Jude was about to go to sleep.  
  She said goodnight to Vivi. She brushed her teeth. She read a few pages of a book. She promised herself she would not look at it tonight. When the landing light flickered off, Jude reached into her drawer and dug out the red-stoned ring. She held it up to the window and watched how the streetlamps made it glimmer. She reminded herself it had originally been hers, and that there was nothing shameful in looking at a pretty piece of jewelry one owned. She threatened to throw the wretched thing off the balcony.

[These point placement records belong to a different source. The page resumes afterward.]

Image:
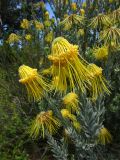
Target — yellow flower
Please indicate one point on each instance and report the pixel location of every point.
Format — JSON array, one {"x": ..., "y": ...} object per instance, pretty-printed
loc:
[
  {"x": 74, "y": 6},
  {"x": 38, "y": 25},
  {"x": 44, "y": 121},
  {"x": 82, "y": 12},
  {"x": 67, "y": 66},
  {"x": 110, "y": 35},
  {"x": 100, "y": 20},
  {"x": 13, "y": 38},
  {"x": 101, "y": 53},
  {"x": 99, "y": 84},
  {"x": 25, "y": 24},
  {"x": 104, "y": 136},
  {"x": 47, "y": 23},
  {"x": 28, "y": 37},
  {"x": 66, "y": 114},
  {"x": 71, "y": 20},
  {"x": 71, "y": 101},
  {"x": 33, "y": 82},
  {"x": 49, "y": 37},
  {"x": 80, "y": 32},
  {"x": 46, "y": 15}
]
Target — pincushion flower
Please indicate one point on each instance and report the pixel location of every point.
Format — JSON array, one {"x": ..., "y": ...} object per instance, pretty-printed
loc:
[
  {"x": 99, "y": 84},
  {"x": 71, "y": 101},
  {"x": 100, "y": 20},
  {"x": 44, "y": 121},
  {"x": 110, "y": 35},
  {"x": 13, "y": 38},
  {"x": 74, "y": 6},
  {"x": 104, "y": 136},
  {"x": 25, "y": 24},
  {"x": 101, "y": 53},
  {"x": 67, "y": 65},
  {"x": 34, "y": 83},
  {"x": 38, "y": 25}
]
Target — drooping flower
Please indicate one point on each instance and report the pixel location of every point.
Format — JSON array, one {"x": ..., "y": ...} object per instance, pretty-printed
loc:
[
  {"x": 25, "y": 24},
  {"x": 38, "y": 25},
  {"x": 104, "y": 136},
  {"x": 44, "y": 121},
  {"x": 66, "y": 114},
  {"x": 74, "y": 6},
  {"x": 99, "y": 84},
  {"x": 34, "y": 83},
  {"x": 71, "y": 20},
  {"x": 100, "y": 20},
  {"x": 28, "y": 37},
  {"x": 13, "y": 38},
  {"x": 68, "y": 66},
  {"x": 49, "y": 37},
  {"x": 71, "y": 101},
  {"x": 111, "y": 35},
  {"x": 101, "y": 53}
]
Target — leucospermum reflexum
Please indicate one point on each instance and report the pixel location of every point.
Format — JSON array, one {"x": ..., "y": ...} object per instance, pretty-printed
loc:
[
  {"x": 34, "y": 83},
  {"x": 99, "y": 84},
  {"x": 67, "y": 66},
  {"x": 104, "y": 136},
  {"x": 44, "y": 121}
]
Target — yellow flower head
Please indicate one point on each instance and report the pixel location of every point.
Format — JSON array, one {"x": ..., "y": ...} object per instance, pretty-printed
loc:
[
  {"x": 99, "y": 84},
  {"x": 100, "y": 20},
  {"x": 46, "y": 15},
  {"x": 74, "y": 6},
  {"x": 71, "y": 101},
  {"x": 49, "y": 37},
  {"x": 38, "y": 25},
  {"x": 13, "y": 38},
  {"x": 82, "y": 12},
  {"x": 110, "y": 35},
  {"x": 44, "y": 121},
  {"x": 33, "y": 82},
  {"x": 47, "y": 23},
  {"x": 67, "y": 66},
  {"x": 28, "y": 37},
  {"x": 25, "y": 24},
  {"x": 101, "y": 53},
  {"x": 80, "y": 32},
  {"x": 66, "y": 114},
  {"x": 104, "y": 136}
]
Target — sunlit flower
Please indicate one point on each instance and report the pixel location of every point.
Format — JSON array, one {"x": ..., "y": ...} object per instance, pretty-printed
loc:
[
  {"x": 99, "y": 84},
  {"x": 104, "y": 136},
  {"x": 25, "y": 24},
  {"x": 80, "y": 32},
  {"x": 71, "y": 101},
  {"x": 110, "y": 35},
  {"x": 101, "y": 53},
  {"x": 44, "y": 121},
  {"x": 38, "y": 25},
  {"x": 47, "y": 23},
  {"x": 28, "y": 37},
  {"x": 49, "y": 37},
  {"x": 71, "y": 20},
  {"x": 74, "y": 6},
  {"x": 13, "y": 38},
  {"x": 100, "y": 20},
  {"x": 68, "y": 65},
  {"x": 33, "y": 82},
  {"x": 82, "y": 12},
  {"x": 66, "y": 114}
]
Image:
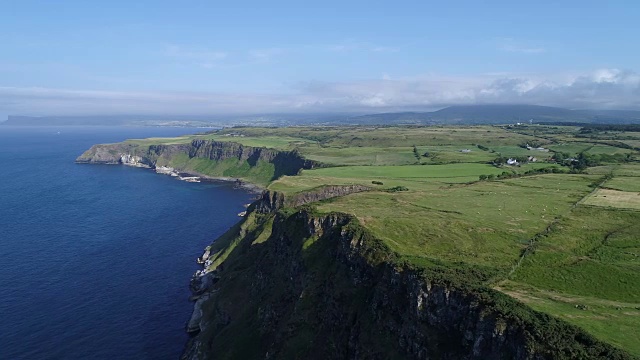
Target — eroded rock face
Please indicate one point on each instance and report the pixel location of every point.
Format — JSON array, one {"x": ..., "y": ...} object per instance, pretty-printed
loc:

She thought about how she would find the ring’s thief and choke the life out of him.  
   Then Jude slipped the ring onto her left hand and stared until she could imagine someone else having placed it there.

 

**Author's Note:**

> thank you for reading! i myself subscribe to the theory cardan exiled jude to keep her safe and hopefully undertones of that came through in the fic. i didn't want him to say that explicitly however in case when QoN comes out it turns out he really did just do it bc he's a little bitch and this whole fic would seem ridiculous and i'd put my clown makeup on. anyway it seems reasonable that at least part of jude's banishment was just pure spite so i mostly focused on that in the fic lmao
> 
> please be nice especially if it's a little ooc. like I said this is my first fic for the fandom and i spent all day writing this instead of studying for my history and maths gcse bc i love jude and her side hoe so much.